Ooo, there’s another one! A perfectly respectable businessman with only the bottom button of his three-button jacket done up. Just the one. Leaving the rest of the jacket flapping open.

It looks so bizarre. It creates an artificial, rippling belly of negative space, and as result is surely the least flattering way to possibly do up the buttons of a suit. Why on earth do they do it?

At first, I thought it was an aberration. One man walking towards me, his pinstripe ruined by a frankly odd buttoning. I briefly wondered why he had decided to do up just that button, and not the natural waist button, the middle button. Briefly I considered it, and then dismissed it – a mistake, an accident, certainly an exception.

Then a few days later it happened again. Someone else striding purposefully along Fleet Street, briefcase in hand, importantly talking into his mobile phone. With only the bottom button done up. This time the buttoning was so low that his tie had flapped over the fastening, like a bright dead fish.

Why? Don’t you see it when you look in the mirror? Doesn’t it strike you as odd, like doing up the top button of your shirt, and no others? Doesn’t the oddity of the effect suggest that the suit was not designed to do that?

As more examples popped up, I began to give the phenomenon serious thought. Why did you never see men with just the top button fastened? There were always a few with the top and the middle, or the middle and the bottom, but the waist button was always firmly secured.

Did the bottom-fasteners somehow feel that this arrangement gave them a deeper V, a plunging, masculine chest? They could be forgiven for thinking that (though still wrong) if the suit had a natural, soft roll. But modern, worsted business suits are true three buttons – the fastening is stiff and, unlike the flannels of old, there is little natural roll. So the artificial belly is the result.

Finally, a combination of curiosity and anger got the better of me and I asked someone. Embarassing, I know. But it was beginning to dominate every waking thought.

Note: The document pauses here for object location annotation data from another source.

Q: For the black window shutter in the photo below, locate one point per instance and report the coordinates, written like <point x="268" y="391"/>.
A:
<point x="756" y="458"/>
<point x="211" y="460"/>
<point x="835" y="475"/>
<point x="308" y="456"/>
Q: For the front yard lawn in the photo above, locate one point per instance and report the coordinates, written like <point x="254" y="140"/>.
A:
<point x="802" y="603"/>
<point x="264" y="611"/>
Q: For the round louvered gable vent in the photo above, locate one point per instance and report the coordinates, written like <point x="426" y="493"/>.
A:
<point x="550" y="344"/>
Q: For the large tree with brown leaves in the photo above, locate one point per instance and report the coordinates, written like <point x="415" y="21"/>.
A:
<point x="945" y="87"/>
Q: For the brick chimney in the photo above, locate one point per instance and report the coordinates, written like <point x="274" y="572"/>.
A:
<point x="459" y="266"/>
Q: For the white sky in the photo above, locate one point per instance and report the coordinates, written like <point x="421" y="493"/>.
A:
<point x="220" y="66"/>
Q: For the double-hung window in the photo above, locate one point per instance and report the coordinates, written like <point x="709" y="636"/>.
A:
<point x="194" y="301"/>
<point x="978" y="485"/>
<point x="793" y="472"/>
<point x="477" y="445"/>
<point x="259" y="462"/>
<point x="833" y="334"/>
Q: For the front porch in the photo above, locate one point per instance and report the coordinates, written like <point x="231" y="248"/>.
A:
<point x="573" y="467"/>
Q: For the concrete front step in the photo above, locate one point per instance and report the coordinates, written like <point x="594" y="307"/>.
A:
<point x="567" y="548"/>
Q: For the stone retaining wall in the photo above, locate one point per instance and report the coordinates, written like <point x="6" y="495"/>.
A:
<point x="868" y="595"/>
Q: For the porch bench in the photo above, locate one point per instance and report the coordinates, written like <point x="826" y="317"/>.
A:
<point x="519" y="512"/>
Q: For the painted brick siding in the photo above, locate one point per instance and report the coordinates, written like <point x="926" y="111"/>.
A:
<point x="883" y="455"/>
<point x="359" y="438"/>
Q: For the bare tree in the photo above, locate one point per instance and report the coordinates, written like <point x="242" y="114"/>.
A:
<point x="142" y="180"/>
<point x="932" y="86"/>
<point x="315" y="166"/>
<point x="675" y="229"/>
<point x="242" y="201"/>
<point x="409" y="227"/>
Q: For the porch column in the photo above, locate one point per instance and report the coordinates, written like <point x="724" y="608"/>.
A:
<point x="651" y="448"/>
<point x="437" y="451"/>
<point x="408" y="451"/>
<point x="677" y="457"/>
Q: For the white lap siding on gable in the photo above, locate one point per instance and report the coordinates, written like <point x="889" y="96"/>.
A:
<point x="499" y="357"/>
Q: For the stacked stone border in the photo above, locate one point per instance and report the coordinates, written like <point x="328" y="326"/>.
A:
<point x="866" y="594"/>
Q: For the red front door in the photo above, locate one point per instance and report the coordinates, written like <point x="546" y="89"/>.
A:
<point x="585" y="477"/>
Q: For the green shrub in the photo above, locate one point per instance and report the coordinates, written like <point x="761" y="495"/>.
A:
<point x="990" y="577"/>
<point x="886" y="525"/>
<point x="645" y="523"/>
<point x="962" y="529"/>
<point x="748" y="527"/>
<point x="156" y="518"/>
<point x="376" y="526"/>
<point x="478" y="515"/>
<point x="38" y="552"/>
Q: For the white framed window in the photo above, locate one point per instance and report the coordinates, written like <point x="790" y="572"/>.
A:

The gentleman in question was puzzled, then a little miffed, perhaps a tad embarrassed. He said he did it because it felt like a natural fit for the jacket, it felt snug. And there’s the rub: the jacket was too big for him, so it didn’t feel like it fitted with the waist button done up. The bottom button on its own felt better.

I’ve since found that some men go for the same odd buttoning if the jacket is too small for their belly – the cut of a jacket can mean that the bottom button fits when the middle doesn’t. It all depends on cut and on physique.

Of course, they’re all wrong. It looks silly and it ignores how the jacket was designed to be worn. Any man who wears his jacket buttoned in this way should be told to have it altered.
Fortunately, I have so far resisted the urge to tell any of them this.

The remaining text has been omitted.